Are Concerns Overblown?
Some critics dismiss such data because the studies rely on students self-reporting their grades to test makers. As Alfie Kohn (2002) writes, "self-reports are notoriously unreliable" (p. B7). Translation: Higher grades might simply reflect students becoming more "truth challenged" than in the past. ACT, however, has compared self-reported grades with school transcripts and found the grades to be "sufficiently accurate" for use in research (Sawyer, Laing, & Houston, 1988).
Others argue, though, that our real concern shouldn't be whether today's grades are more lax (perhaps the grades of yesteryear unfairly discriminated against students), but whether they inaccurately assess student learning. In fact, there's some evidence that good marks in high school may not represent the imprimatur of college preparedness that we expect.
In Oregon, trained reviewers analyzed the in-class work of 2,200 high school students against university professors' standards for college-entry work. Their analysis revealed that "only the students who were being awarded As in high school were likely to meet the standard, and even within this group, sizeable numbers of students…did not [demonstrate] the minimum level for [college] admission" (Conley, 2000, p. 19). The fact that most B students (and some A students) were not doing work on par with entry-level college standards prompted the researchers to conclude that grade inflation is "a real phenomenon" (p. 19).
Why Does It Occur?
Many explanations have been offered for grade inflation, starting with teachers (one-half, in one study) basing grades on factors only indirectly related to student performance, including effort, ability, behavior, and attitude (Bursuck et al., 1996). Grading, especially in low-income schools, may reflect a hidden curriculum of compliance and control, in which teachers use grades as carrots and sticks to keep students in line. "In troubled schools," concluded one team of researchers, "good behavior may, in fact, replace achievement as the desired response of students" (Howley, Kusimo, & Parrott, 2000).
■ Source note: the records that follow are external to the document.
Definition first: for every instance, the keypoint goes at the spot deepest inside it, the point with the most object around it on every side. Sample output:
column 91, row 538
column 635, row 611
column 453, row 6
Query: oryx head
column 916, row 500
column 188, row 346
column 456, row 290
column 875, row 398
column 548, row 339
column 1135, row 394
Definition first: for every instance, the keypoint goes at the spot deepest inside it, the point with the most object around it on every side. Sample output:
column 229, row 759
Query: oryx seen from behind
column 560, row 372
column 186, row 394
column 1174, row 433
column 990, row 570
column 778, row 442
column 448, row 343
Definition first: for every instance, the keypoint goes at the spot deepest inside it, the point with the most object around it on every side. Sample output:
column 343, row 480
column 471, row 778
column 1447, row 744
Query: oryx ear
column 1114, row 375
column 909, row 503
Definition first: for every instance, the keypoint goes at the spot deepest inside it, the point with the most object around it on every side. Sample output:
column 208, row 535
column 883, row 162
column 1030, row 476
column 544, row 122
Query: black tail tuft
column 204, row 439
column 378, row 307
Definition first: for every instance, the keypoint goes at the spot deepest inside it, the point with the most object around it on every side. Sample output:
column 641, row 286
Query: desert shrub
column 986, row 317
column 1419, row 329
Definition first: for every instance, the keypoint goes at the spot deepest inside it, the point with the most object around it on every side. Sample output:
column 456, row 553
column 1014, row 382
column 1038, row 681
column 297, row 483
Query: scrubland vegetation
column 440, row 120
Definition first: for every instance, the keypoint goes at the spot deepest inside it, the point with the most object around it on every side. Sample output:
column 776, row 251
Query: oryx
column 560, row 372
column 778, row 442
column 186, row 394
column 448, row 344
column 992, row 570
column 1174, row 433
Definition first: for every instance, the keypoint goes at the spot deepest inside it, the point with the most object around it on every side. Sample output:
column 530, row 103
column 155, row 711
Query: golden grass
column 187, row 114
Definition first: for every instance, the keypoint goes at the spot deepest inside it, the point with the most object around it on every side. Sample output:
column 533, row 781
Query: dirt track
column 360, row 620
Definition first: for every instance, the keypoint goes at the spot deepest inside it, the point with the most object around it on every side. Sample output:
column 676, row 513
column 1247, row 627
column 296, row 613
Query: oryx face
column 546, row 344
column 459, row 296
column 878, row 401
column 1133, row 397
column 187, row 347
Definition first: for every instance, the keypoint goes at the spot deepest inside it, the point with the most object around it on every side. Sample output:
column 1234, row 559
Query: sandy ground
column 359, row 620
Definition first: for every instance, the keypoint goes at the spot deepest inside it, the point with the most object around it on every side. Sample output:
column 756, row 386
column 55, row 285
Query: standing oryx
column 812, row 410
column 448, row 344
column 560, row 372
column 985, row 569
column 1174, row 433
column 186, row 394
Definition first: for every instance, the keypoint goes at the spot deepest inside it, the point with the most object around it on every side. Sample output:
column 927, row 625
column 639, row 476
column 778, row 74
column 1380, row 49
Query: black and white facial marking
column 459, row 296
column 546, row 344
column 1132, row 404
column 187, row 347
Turnbull (1985) observed that grade inflation began in earnest in the 1960s, as high schools scrambled to assimilate the swelling ranks of baby boom students while, at the same time, the college attendance rate doubled from 25 to 50 percent of students between 1952 and 1970. A large "group of students staying past the legal school-leaving age whose preparation was weak by historical standards," Turnbull conjectured, gave schools the choice of either inflating grades or flunking large numbers of students (pp. 8–9).
They might have opted for a third path, of course—keeping standards high while providing better instruction, a stronger curriculum, and help for struggling students. Instead, many schools appear to have taken the easy way out by inflating grades.
Should We Care?
In light of the fact that extrinsic rewards, such as grades, may have weak or even negative effects on student motivation, how concerned should we be about grade inflation? After all, as Kohn (2002) and others have argued, tougher grades don't necessarily translate into better learning. Arguably, though, students and their parents should expect high school grades to at least serve as reliable benchmarks by which to measure students' readiness for college.
Nationwide, 30 percent of freshmen at U.S. four-year institutions drop out during or after their first year of college. These dropouts and their families incur enormous personal expenses and cost taxpayers more than $9 billion in wasted state appropriations and student grants over a five-year period (Schneider, 2010). One wonders how many of these dropouts got good grades in high school, only to discover on entering college that their schools, by lavishing them with unrealistically high marks, may have actually been killing them with kindness.